Faktor penghambat kedua
ialah bahwa dalam struktur feodal itu kedudukan bupati sangat kuat, sehingga
setiap tindakan perubahan tidak dapat berjalan tanpa kerjasama mereka.
Kepemimpinannya berakar kuat dalam masyarakat sehinnga tidak mudah menggeser
kedudukannya, jangankan mengurangi kekuasaan dan wewenangnya.
Faktor ketiga terdapat
dalam tugas pemerintahan Daendels sendiri yang perlu mempertahankan Pulau Jawa
terhadap serangan Inggris sehubungan dengan itu perhubungan di Jawa perlu
dibangun, antara lain pembuatan jalan raya yang menghubungkan daerah – daerah
di Jawa dari Anyer sampai Panarukan, kemudian terkenal sebagai jalan Raya Pos (Grote Postweg). Untuk keperluan
pembangunan raksasa ini dibutuhkan tenaga rakyat, maka dari itu wajib kerja (verplichte diensten) dipertahankan.
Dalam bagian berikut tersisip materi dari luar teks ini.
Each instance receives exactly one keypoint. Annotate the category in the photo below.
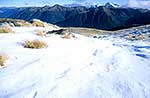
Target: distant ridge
(107, 17)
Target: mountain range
(107, 17)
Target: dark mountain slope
(107, 18)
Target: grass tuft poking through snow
(3, 58)
(40, 33)
(68, 36)
(34, 44)
(6, 29)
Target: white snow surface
(74, 68)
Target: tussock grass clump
(6, 29)
(3, 59)
(34, 44)
(68, 36)
(40, 33)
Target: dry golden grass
(40, 33)
(3, 59)
(34, 44)
(38, 23)
(68, 36)
(6, 29)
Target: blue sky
(8, 3)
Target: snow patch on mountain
(74, 68)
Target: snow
(74, 68)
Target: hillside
(101, 17)
(72, 65)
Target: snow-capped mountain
(78, 67)
(72, 5)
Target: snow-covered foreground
(74, 68)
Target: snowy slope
(74, 68)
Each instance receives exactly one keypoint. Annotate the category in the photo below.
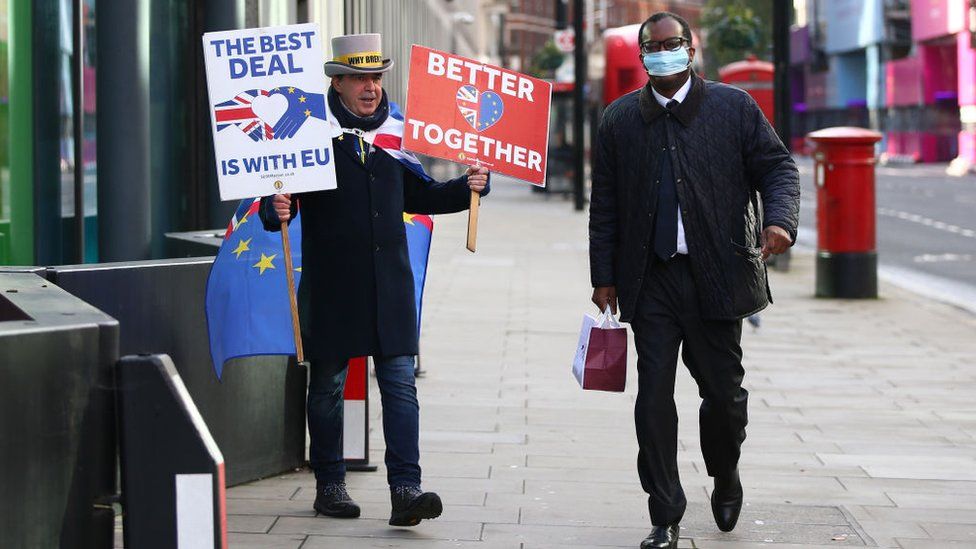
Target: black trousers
(665, 318)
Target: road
(926, 228)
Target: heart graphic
(481, 109)
(269, 108)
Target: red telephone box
(756, 78)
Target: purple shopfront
(945, 66)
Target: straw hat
(357, 54)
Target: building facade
(104, 152)
(902, 67)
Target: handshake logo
(270, 114)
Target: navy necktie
(666, 224)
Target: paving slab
(862, 417)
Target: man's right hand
(604, 296)
(282, 206)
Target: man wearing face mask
(691, 191)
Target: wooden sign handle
(292, 302)
(473, 220)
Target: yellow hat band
(365, 59)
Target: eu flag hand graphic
(301, 106)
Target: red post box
(847, 261)
(756, 78)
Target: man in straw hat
(356, 296)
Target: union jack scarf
(388, 137)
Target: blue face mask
(666, 63)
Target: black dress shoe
(332, 500)
(665, 537)
(727, 501)
(411, 505)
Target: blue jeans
(401, 419)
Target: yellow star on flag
(242, 246)
(240, 222)
(265, 263)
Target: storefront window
(68, 162)
(4, 136)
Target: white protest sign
(267, 110)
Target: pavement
(862, 424)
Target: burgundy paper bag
(601, 357)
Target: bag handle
(605, 318)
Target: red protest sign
(477, 114)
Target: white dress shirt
(679, 96)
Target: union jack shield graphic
(237, 112)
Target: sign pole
(473, 220)
(473, 215)
(292, 302)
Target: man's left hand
(477, 178)
(775, 241)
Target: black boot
(727, 501)
(332, 500)
(411, 505)
(662, 537)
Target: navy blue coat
(725, 156)
(356, 296)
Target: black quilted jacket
(726, 157)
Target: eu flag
(247, 301)
(247, 305)
(419, 231)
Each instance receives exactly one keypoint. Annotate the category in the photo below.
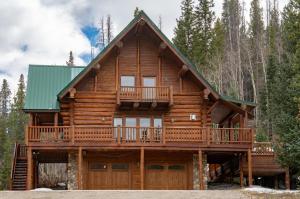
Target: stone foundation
(72, 171)
(196, 185)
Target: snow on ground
(41, 189)
(259, 189)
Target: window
(176, 167)
(128, 81)
(155, 167)
(97, 166)
(117, 122)
(130, 128)
(120, 166)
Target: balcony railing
(263, 148)
(109, 135)
(145, 94)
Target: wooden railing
(263, 148)
(20, 152)
(145, 94)
(140, 135)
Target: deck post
(80, 168)
(142, 162)
(201, 183)
(287, 178)
(249, 167)
(276, 182)
(241, 171)
(29, 168)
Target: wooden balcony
(144, 97)
(185, 137)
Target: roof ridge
(62, 66)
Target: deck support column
(241, 171)
(249, 167)
(80, 168)
(29, 168)
(142, 163)
(287, 178)
(201, 180)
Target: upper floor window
(127, 81)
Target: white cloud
(49, 29)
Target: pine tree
(17, 117)
(71, 59)
(217, 52)
(183, 32)
(4, 136)
(287, 90)
(202, 34)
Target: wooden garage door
(108, 175)
(166, 176)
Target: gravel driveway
(220, 194)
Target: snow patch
(260, 189)
(42, 189)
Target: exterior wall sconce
(193, 117)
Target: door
(149, 88)
(145, 131)
(108, 175)
(130, 129)
(166, 176)
(117, 123)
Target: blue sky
(45, 31)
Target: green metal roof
(44, 83)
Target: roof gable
(43, 84)
(113, 43)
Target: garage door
(108, 175)
(166, 176)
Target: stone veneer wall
(196, 185)
(72, 171)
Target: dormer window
(127, 81)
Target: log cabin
(139, 116)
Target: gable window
(127, 81)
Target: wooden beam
(287, 179)
(206, 92)
(142, 166)
(119, 44)
(159, 71)
(79, 168)
(95, 82)
(249, 167)
(31, 119)
(72, 92)
(117, 72)
(213, 106)
(55, 119)
(138, 63)
(241, 170)
(200, 167)
(29, 168)
(182, 71)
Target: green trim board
(43, 84)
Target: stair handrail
(13, 163)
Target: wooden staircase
(19, 168)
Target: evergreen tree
(202, 34)
(184, 30)
(4, 136)
(217, 55)
(17, 117)
(286, 91)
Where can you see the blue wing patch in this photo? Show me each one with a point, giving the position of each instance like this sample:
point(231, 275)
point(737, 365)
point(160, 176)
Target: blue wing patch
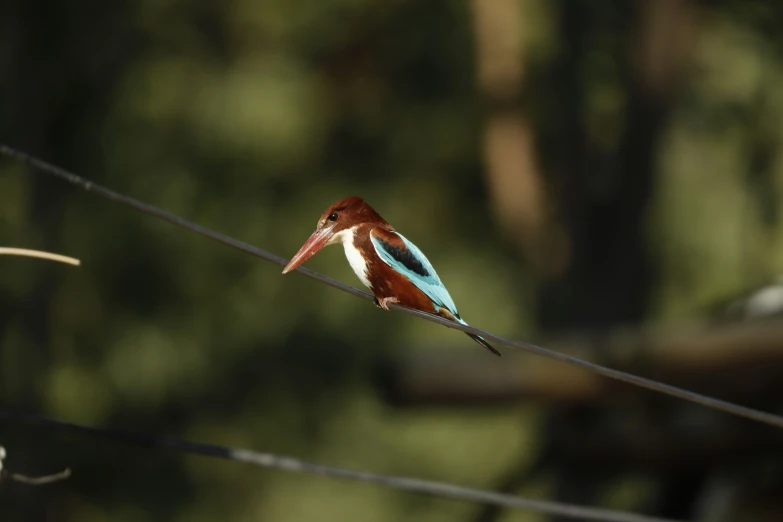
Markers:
point(412, 263)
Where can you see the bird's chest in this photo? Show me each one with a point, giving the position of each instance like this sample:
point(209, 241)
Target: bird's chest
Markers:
point(358, 262)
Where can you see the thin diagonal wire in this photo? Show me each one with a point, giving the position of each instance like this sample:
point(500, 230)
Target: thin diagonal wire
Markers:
point(267, 460)
point(709, 402)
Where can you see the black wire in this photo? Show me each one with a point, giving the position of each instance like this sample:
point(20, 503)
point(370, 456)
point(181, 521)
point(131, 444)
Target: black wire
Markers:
point(710, 402)
point(267, 460)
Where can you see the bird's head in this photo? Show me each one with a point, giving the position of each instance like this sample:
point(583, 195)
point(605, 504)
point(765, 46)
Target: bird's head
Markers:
point(340, 217)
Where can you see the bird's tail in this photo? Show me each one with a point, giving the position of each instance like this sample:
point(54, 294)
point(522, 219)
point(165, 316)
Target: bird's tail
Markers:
point(454, 317)
point(484, 343)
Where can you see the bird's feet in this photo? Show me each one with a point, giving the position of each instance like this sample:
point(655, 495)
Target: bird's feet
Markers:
point(384, 302)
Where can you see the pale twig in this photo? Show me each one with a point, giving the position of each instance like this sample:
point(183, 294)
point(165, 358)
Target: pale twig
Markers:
point(268, 460)
point(30, 481)
point(710, 402)
point(39, 254)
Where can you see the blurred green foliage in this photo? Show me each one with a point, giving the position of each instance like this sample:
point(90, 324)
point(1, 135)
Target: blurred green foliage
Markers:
point(250, 118)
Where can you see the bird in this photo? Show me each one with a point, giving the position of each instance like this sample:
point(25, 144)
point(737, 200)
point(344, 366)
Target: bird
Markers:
point(391, 266)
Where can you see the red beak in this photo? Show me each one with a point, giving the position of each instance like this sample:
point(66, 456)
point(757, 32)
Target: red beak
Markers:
point(311, 247)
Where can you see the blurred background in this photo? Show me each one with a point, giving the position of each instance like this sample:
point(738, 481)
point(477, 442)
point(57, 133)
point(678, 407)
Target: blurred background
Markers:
point(603, 178)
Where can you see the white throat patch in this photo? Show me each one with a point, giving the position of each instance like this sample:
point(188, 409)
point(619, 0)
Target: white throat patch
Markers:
point(355, 258)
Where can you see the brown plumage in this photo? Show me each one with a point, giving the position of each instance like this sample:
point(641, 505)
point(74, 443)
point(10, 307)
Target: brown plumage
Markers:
point(356, 224)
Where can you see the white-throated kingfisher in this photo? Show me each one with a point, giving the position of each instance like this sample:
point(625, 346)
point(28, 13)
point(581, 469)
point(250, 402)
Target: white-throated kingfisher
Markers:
point(392, 267)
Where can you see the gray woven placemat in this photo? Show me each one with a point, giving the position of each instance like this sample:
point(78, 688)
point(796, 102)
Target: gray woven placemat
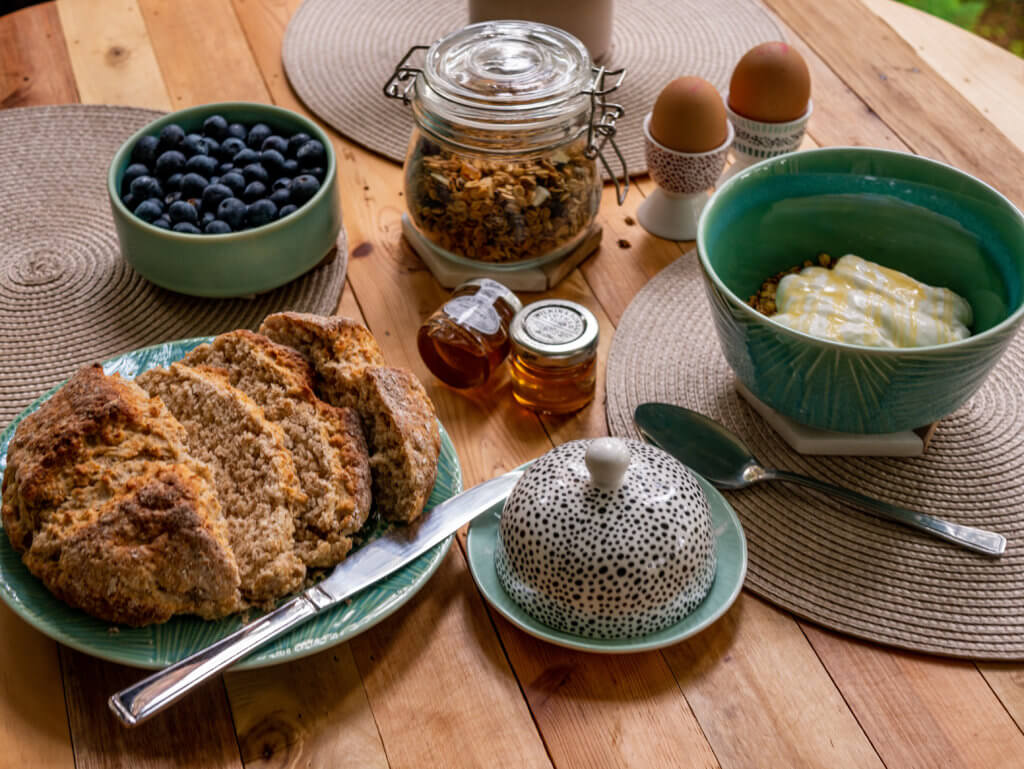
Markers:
point(813, 556)
point(338, 53)
point(67, 298)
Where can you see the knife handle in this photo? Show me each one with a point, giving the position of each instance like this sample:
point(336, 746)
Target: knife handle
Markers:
point(151, 695)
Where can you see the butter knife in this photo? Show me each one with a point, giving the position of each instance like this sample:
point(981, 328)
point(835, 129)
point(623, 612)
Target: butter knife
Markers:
point(366, 566)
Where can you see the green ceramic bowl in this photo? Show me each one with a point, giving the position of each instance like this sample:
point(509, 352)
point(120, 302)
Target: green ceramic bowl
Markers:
point(238, 263)
point(938, 224)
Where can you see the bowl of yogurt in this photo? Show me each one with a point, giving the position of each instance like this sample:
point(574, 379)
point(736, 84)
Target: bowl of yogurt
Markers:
point(921, 294)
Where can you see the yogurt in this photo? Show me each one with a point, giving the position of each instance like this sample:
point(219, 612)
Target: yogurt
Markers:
point(860, 302)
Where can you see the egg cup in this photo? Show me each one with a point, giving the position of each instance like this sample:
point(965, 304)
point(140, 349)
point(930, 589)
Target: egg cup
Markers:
point(757, 140)
point(683, 179)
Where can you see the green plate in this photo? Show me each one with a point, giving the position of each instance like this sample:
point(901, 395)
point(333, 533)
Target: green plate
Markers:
point(160, 645)
point(730, 547)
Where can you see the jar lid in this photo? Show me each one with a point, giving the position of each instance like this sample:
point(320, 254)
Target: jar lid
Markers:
point(556, 331)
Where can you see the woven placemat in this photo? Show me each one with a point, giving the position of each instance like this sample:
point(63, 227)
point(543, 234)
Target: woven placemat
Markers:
point(338, 53)
point(67, 298)
point(809, 553)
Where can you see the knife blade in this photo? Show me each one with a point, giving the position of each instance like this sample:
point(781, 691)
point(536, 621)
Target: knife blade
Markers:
point(366, 566)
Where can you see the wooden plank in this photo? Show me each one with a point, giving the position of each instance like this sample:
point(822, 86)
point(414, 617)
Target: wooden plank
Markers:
point(195, 732)
point(763, 697)
point(310, 713)
point(34, 65)
point(960, 57)
point(920, 105)
point(922, 711)
point(111, 53)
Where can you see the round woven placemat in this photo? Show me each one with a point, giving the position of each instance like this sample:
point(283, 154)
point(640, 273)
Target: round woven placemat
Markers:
point(67, 298)
point(826, 562)
point(338, 55)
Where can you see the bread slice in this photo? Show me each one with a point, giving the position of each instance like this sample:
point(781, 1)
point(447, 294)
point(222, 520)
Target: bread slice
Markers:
point(326, 443)
point(110, 510)
point(254, 473)
point(397, 417)
point(340, 348)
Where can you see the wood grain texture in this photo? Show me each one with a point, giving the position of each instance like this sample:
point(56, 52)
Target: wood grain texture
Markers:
point(34, 65)
point(111, 53)
point(922, 711)
point(196, 732)
point(920, 105)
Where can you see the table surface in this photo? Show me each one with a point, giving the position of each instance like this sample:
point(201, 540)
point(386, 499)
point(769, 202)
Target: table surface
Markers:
point(446, 681)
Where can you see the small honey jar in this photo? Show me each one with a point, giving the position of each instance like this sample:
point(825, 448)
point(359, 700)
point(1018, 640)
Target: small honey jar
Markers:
point(467, 337)
point(554, 356)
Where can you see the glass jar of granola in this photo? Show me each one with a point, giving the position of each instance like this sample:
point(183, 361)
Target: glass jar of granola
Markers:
point(511, 124)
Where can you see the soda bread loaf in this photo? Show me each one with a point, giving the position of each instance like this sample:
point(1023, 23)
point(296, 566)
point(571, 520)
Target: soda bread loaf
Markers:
point(326, 443)
point(253, 470)
point(111, 512)
point(397, 417)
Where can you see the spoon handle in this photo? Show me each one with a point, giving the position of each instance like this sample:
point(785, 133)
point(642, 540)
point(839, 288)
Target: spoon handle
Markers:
point(977, 540)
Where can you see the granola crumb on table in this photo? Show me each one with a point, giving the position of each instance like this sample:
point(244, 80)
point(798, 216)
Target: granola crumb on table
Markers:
point(764, 300)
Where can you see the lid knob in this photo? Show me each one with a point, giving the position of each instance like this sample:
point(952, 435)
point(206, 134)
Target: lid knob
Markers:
point(607, 460)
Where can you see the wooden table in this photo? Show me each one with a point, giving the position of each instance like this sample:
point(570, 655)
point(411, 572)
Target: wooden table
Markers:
point(445, 681)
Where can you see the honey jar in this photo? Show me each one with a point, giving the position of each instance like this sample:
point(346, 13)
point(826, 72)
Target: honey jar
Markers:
point(554, 356)
point(467, 337)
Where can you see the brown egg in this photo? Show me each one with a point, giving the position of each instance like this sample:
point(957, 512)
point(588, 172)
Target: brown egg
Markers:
point(771, 84)
point(689, 117)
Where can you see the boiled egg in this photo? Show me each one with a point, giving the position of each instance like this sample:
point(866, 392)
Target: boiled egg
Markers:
point(770, 84)
point(689, 116)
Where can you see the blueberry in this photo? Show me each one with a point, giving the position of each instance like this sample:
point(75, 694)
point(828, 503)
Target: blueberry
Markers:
point(254, 191)
point(244, 157)
point(257, 135)
point(232, 212)
point(193, 144)
point(281, 198)
point(215, 127)
point(150, 210)
point(261, 212)
point(311, 155)
point(145, 186)
point(144, 151)
point(303, 187)
point(171, 137)
point(214, 194)
point(193, 185)
point(182, 211)
point(217, 227)
point(202, 164)
point(279, 143)
point(296, 141)
point(256, 172)
point(235, 181)
point(169, 163)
Disamping itu wajib penyerahan juga masih berlaku, sehingga pada masa
pemerintahan Daendels sebenarnya sistem tradisional masih berjalan terus.
Sesuai dengan prinsip –
prinsip kebijaksanaannya Daendels membatasi kekuasaan para raja, antara lain
hak mengangkat penguasa daerah diatur kembali, termasuk larangan untuk menjual
belikan jabatan itu. Karena mengadakan pemberontakan maka kesultanan Banten
dihapuskan.
Pada tanggal 15 Januari
1808 Daendels menerima kekuasaan dari Gubernur Jenderal Weise. Daendels
dibebani tugas mempertahankan Pulau Jawa dari serangan Inggris, karena Inggris
telah menguasai daerah kekuasaan VOC di Sumatera, Ambon, dan Banda.
Sebagai gubernur
jenderal, langkah – langkah yang ditempuh daendels antara lain :
1). Meningkatkan jumlah tentara dengan
jalan mengmbil dari berbagai suku bangsa di Indonesia.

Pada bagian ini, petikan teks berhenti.